Parent Page: Academic Departments id: 22679 Active Page: Projectsid:22684


Molecular and Cellular Basis of Cardiovascular and Renal Diseases

Our long-term goal is to identify and characterize genes that may be involved in cardiovascular and renal diseases for the purpose to develop preventive strategies and therapeutic approaches.  Currently, we are assessing the role of a recently-discovered anti-aging gene klotho in the pathogenesis of hypertension, kidney injury, and artery stiffening.  The cellular and molecular mechanisms that mediate the role of klotho in cardiovascular and renal diseases are being investigated.

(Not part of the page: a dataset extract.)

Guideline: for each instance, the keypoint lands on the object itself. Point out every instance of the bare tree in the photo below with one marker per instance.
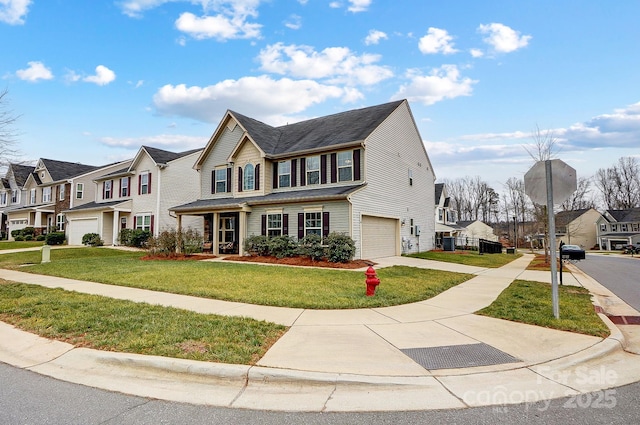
(8, 135)
(619, 185)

Cold Temperatures and Cardiovascular Disease

It is well established that people who live and work in (north) cold regions have a high incidence of hypertension and related cardiovascular diseases.  Cold temperatures (weather) make hypertension severer and induce myocardial infarction and stroke in hypertensive patients.  Of the four seasons that occur in the US, the cold winter has the highest mortality and morbidity from cardiovascular diseases.  Studies from our lab have shown that chronic or intermittent exposure of rats and mice to moderate cold (5°C; 41°F) induces hypertension and cardiac/renal hypertrophy within 3 weeks.  The roles of the renin-angiotensin-aldosterone system (RAAS), the endothelin system, nitric oxide, and oxidative stress and their relationship in cold-induced hypertension and cardiac hypertrophy have been determined.  Our lab is currently evaluating the cellular and molecular mechanisms contributing to cold-induced hypertension and cardiac/renal injuries.  

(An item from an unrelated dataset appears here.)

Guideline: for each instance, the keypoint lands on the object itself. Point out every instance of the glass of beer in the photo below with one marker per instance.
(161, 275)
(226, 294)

Molecular Therapy for Cardiovascular and Renal Diseases

The current antihypertensive drugs are short-lasting, lack of specificity, and thus have side effects and poor tolerance.  Therefore, our laboratory is aiming for the development of a long-term and effective therapy for hypertension with minimum side effects.  Molecular therapy offers a possibility of producing longer-lasting effects with precise specificity based on the genetic design.  Our lab is currently using viral and non-viral approaches to down-regulate vasoconstrictor genes and/or to up-regulate vasodilator genes for the optimal treatment of hypertension and related cardiovascular/renal disease.  The genes targeted include endothelin, endothelial NO synthase (eNOS), NADPH oxidases, c-myc, and klotho.  The cardiac myocyte-specific gene delivery is used for the study of molecular mechanisms of cardiac hypertrophy.  The AAV vectors and nanoparticles are employed for delivering therapeutic genes to cardiac myocytes, renal tubule epithelial cells, vascular smooth muscles, and endothelial cells. 

Molecular and Biochemical Basis of Autism and Schizophrenia 

A strong link between autism, schizophrenia and diet has been reported by our group. Casein- and/or gluten-free diet significantly improved the symptoms associated with autism and schizophrenia.  The overall hypothesis is that autism and schizophrenia are caused by an excessive accumulation of exogenous and/or endogenous bioactive peptides.  An abnormal accumulation of bioactive peptides may be due to genetically-determined deficiency in enzyme or peptidase.  Our current goal is to identify and characterize the candidate genes of the deficient peptidases and to develop therapeutic approaches for these mental disorders.